À la fois politique et artistique (Bertolt Brecht n’aurait pas dénié ce point de vue), est la « méthode » Fruhauf. La sortie, une des projections les plus anciennes présentées ici, puisque datant de 1998, est un manifeste sur fond du bruit de la sirène qui annonce la fin de la journée de labeur. La séquence des ouvriers en rang revient de manière répétitive, entrecoupée par une autre ligne de silhouettes se dirigeant dans l’autre sens et les croisant au même rythme. La projection n’est pas le négatif de la pellicule, mais plutôt un noir et blanc inversé. Cela accentue le côté mécanique et aussi l’aspect artistique.

Aujourd’hui, le monde du travail est pour une grande partie non plus mécanisé, ce que montre par ailleurs Production Materials Handlers de Kevin Jerome Everson (2015), où la répétitivité des gestes de triage des pièces métalliques est signifiée par la surimpression des mains de l’ouvrier, identiques, et des bacs au contenu différent. Les employés de Workers leaving Googleplex d’Andrew Norman Wilson (2011) et leur manière de quitter le site systématiquement, tous et l’un après l’autre, rejoignant chacun sa voiture, laisse deviner un monde globalisé et solitaire.

Si nous devions personnellement distribuer un prix aux projections de Images at Work, ce serait pour Alternatives Economies (2011) de Rehana Zaman, où il est à la fois question de l’économie parallèle des bitcoins et de fabrication de produits à base de plantes par des herboristes : dans les deux cas, on peut y croire ou dire qu’il s’agit de supercherie. Cependant, il est dommage qu’il ne soit pas possible, comme on le fait quand on écoute un enregistrement, d’aller en avant et en arrière sur la bande son des films projetés dans Images at Work. Seul un petit écran indique la séquence en cours et la durée de projection entière qui équivaut à celle d’un long métrage de trois heures…

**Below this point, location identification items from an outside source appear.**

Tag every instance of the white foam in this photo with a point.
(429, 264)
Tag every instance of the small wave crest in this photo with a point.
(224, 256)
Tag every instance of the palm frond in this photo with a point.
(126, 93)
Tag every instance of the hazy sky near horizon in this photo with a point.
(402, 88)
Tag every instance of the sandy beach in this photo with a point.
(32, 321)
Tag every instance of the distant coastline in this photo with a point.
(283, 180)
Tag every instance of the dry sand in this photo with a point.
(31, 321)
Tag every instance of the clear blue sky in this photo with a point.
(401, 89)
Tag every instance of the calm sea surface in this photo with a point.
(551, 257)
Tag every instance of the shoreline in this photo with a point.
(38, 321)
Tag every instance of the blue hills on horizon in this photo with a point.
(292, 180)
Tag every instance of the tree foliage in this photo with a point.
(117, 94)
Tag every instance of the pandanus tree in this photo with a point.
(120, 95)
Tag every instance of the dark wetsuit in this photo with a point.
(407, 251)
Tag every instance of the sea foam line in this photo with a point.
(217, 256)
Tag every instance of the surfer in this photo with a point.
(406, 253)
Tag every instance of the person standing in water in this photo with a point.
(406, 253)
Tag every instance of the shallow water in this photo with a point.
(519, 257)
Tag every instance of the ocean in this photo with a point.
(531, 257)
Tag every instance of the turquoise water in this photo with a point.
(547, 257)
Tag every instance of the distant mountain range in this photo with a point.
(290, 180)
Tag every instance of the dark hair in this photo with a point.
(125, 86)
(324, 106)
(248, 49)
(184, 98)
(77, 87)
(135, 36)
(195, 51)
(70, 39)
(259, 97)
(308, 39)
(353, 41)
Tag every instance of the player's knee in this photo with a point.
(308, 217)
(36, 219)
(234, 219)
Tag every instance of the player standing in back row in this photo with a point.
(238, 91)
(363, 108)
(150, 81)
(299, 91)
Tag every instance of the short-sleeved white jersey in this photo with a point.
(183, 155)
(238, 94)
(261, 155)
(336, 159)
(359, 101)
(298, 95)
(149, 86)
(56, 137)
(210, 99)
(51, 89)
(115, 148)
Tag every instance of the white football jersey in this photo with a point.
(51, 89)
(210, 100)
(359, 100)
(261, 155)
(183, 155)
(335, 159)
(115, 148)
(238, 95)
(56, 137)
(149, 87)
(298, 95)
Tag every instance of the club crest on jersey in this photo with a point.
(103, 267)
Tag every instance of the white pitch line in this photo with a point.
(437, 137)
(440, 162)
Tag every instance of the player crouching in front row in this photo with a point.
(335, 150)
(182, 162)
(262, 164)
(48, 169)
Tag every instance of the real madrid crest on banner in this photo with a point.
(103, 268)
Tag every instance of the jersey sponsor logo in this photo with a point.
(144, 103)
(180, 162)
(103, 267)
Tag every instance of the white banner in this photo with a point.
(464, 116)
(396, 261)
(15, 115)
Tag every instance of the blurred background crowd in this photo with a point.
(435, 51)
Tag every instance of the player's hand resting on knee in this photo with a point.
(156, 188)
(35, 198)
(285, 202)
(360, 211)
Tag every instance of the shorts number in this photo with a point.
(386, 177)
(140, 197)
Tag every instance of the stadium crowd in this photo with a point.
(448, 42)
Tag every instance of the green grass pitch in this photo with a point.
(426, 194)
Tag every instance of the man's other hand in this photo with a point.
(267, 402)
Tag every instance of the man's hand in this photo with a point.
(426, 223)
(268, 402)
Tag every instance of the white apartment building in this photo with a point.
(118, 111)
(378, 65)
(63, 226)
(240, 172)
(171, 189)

Imaginons-nous donc dans une salle de cinéma, le pop-corn en moins. Il ne faut pas rater Repetitions de Morgan Quaintance, projeté à la presque fin de la partie des projections Entrance. Une « œuvre » au véritable sens du terme, comme le dit la curatrice dans le flyer. Déjà présenté dans des institutions d’art comme le MoMA et des festivals prestigieux, nommé aux European Film Awards en 2023, lauréat en 2022 du ARTE Award, Repetitions fait partie des documentaires les plus récents de l’exposition, il date de 2022. La musique, – rap, jazz, musique classique – est un élément d’accompagnement du film synchrone avec le rythme des séquences filmiques. Images répétitives, images fixes, défaut de la pellicule qui produit des flashs de couleur (souvent orangés), etc.

Morgan Quaintance raconte et prend parti : groupe de femmes noires et leurs revendications salariales, une voix off répétant « hello Bella ? » sur l’image fixe d’un portrait dont on ne sait s’il s’agit d’une standardiste ou d’une femme qui manque à la voix d’homme. Car Morgan Quaintance insère aussi des images de la vie d’individus à Repetitions. On se rapproche du cinéma d’art et d’essai et du meilleur Godard. À ne pas rater.